1939 – 2013
I watched over the internet the funeral service for Seamus Heaney and was impressed by the eulogy offered by his fellow poet and old friend Paul Muldoon. He touched the being and the beauty of that gentle giant of man. As he spoke I felt yet again that it is the North men and women who will draw Ireland upwards from the level of ruinous loss and graveyard tears that emanate from the borders of division.
The last time I heard Seamus was in London’s South bank. He read from Human Chain, as fine a collection as any that went before. (I suppose because it was the first published and the first I read, Death of A Naturalist_ remains my favorite.) He was majestic as he spoke that night in the cathedral of poetry. He spoke for all poetry, for all poets, for all who may have wished to become poets, and for all who cherish the sacred inner silence to which true poetry aspires.

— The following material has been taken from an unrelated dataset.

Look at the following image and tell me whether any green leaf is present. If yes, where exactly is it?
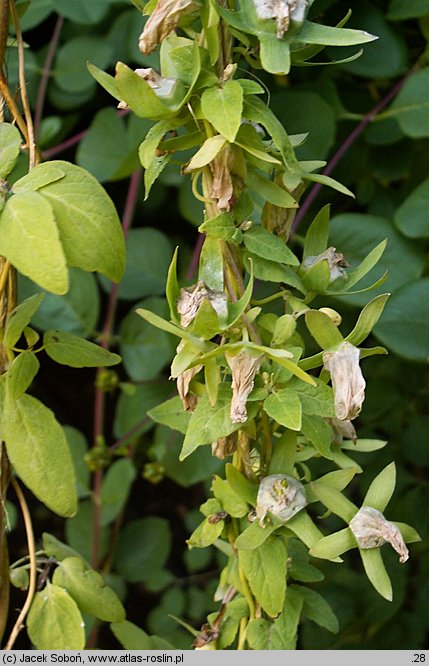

When Paul Muldoon arrived at Belfast’s international airport on his way to the service to be celebrated in Dublin, the following exchange took place:
Border Control Officer: Where have you come from?
Paul Muldooon: The USA.
BCO: And what do you do there?
PM: I teach poetry.
BCO: You must feel devastated!
I know of no other country nowadays where such an exchange would take place. As Muldoon related this story, I could hear the lilting, Ulster voices of the two; so it remains in that wet, windy, word-spun land. I did not feel devastated to hear the news of Heaney’s death, but I felt, as did many others, the timing loss of separateness. His poetry was about memory and called us to search for the ancestral memory of earthly blood that rivers its way through the stones of thoughts, some of which we select and cast to skim over dark pools of still water, causing widening ripples before sinking to the gravelly bottom. As children we dived there, caught between fear and wonder, feeling for the mystery of the deep, then buoyed up again to breath in the sunlight. And so it goes, generation upon generation upon generation, as the song sings the bird. I am, I am not, I am.